Ciudad de la Amistad

Muy atento a la homilía estuvo el presidente Rajoelina. Junto a su esposa, Mialy Razakandisa, la prestigiosa pareja parece decidida a conseguir que su país dé el salto definitivo para abandonar su endémica pobreza.

Ejemplo de que esto es posible lo pudo constatar el Papa esa misma tarde, cuando visitó en Akamasoa la Ciudad de la Amistad. Esta es una muy original experiencia evangelizadora puesta en marcha en 1989 como consecuencia de la visita de Karol Wojtyla. Su fundador es el misionero argentino Pedro Opeka, que se había instalado en Madagascar en 1970.

Su idea se fraguó contemplando la espantosa montaña de basura de la capital, donde, cada día, miles de personas escarbaban con la esperanza de encontrar algo que pudieran vender o, en el mejor de los casos, comer. A estos míseros desgraciados les propuso un salario si aceptaban trabajar en la cantera de granito vecina al vertedero, de manera que pudieran iniciar una vida digna. Poco a poco, la idea se hizo paso y hoy son 25.000 las personas que se benefician de este proyecto y que viven en la “ciudad” construida por ellos mismos. Porque, además, la Ciudad de la Amistad se ha hecho cargo de otra cantera de piedra en la que trabajan 700 personas y de numerosos talleres de carpintería donde se fabrican y venden muebles, camas y ventanas.

La biografía del padre Pedro, como aquí todos le conocen, es apasionante. Nacido en Eslovenia, sus padres se vieron obligados, ante la persecución por ser católicos, a exiliarse, primero en Italia y después en Buenos Aires; en la capital argentina tuvo como profesor a Bergoglio, pero ambos reconocen que no fue un buen estudiante, atraído por otros intereses. Fue ordenado sacerdote en 1968 y, poco después, fue enviado por sus superiores a Madagascar. Hoy luce una espléndida cabellera blanca y tiene ese aura y un comportamiento humilde que rememora al de Madre Teresa de Calcuta o el del abbé Pierre.
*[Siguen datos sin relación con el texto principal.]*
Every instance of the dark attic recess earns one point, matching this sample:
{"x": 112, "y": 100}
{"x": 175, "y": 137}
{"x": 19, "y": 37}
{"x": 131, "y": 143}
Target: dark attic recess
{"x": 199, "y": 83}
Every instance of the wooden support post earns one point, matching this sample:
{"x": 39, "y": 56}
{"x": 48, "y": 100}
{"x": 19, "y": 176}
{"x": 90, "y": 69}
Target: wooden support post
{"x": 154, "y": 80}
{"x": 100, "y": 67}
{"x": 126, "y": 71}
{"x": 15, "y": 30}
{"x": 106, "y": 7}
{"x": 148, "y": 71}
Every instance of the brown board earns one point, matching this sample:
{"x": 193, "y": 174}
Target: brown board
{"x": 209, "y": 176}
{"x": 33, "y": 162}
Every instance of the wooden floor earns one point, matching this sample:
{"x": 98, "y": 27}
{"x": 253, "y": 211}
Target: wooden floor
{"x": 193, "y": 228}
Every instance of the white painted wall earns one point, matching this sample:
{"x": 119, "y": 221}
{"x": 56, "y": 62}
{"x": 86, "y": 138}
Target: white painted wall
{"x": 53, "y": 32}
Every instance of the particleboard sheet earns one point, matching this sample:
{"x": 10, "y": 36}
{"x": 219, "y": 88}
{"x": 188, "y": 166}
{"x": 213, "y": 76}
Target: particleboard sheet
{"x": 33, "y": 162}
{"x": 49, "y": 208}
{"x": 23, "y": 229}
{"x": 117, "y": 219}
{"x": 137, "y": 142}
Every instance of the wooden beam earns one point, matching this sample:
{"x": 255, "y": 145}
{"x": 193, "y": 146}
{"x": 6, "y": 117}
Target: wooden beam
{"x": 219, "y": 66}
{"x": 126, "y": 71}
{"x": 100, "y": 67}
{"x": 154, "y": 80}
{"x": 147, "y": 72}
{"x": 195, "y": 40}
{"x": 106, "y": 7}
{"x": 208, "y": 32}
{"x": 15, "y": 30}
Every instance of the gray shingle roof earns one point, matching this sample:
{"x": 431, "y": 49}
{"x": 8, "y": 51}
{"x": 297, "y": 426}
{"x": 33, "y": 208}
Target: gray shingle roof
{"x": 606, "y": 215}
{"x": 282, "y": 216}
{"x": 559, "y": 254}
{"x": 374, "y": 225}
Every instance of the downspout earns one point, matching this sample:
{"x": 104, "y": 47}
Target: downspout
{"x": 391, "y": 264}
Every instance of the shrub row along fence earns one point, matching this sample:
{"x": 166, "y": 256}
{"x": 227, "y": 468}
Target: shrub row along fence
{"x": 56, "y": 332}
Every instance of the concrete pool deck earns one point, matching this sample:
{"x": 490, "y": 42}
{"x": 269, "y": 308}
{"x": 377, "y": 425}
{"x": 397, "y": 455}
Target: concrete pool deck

Acogió al Papa en la puerta de la ciudad, acompañado de un grupo de niños que se agarraban a sus manos y acompañaron dando saltos de alegría a su huésped al auditorio, preparado para esta especial circunstancia, donde le esperaban 8.000 jóvenes. “Esta tarde sois numerosos en el corazón de esta Ciudad de la Amistad –les dijo el Papa– que habéis construido con vuestras manos y que, no lo dudo, seguiréis construyendo para que muchas familias puedan vivir dignamente. Al ver vuestros rostros radiantes, doy gracias al Señor, que ha escuchado el clamor de los pobres y que ha manifestado su amor con signos concretos, como la creación de este pueblo”.